Shawn Redman, a 35-year-old veteran employee, was cleaning equipment on July 20 at a Jennie-O Turkey Store processing plant in Barron, Wis., when his arm became snared in a moving production line. The arm was reattached after he was flown to a Rochester hospital.
Jennie-O should not have allowed cleaning of any sort while the production line was running, said Rhonda Burke, a spokeswoman for the Occupational Safety and Health Administration (OSHA). The agency has proposed fines of $318,000.
Austin-based Hormel can contest OSHA’s findings and penalties; the company said in a statement that it’s reviewing the citations. Jennie-O, which employs 1,200 at its Barron plant, is one of the nation’s largest turkey processors.
OSHA issued 11 citations to Jennie-O, seven of them deemed “serious” and four “willful.” OSHA issues willful violations only when it believes employers have demonstrated “intentional, knowing or voluntary disregard” for safety rules, or “plain indifference” to worker safety and health.
In a statement, Jennie-O’s human resources vice president, Pat Solheid, said the company is “committed to being a leader in our industry for employee safety. We have an extensive safety program designed to meet regulatory requirements, which includes ongoing employee training.”
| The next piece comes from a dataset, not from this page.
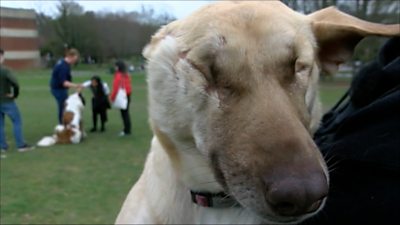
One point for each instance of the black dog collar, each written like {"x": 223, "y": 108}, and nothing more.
{"x": 214, "y": 200}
Redman was cleaning in a room in which turkeys, shackled to a conveyor, are killed by carbon dioxide. OSHA cited Jennie-O for not cutting power to the line while Redman was cleaning, and for not adequately ensuring that the room was free of carbon dioxide while he worked.
Also, the agency said that Jennie-O didn’t have an attendant to oversee Redman when he entered and left the room. After the accident, Redman had to walk down a flight of 25 stairs and 200 feet across a production floor to flag down a co-worker, according to OSHA.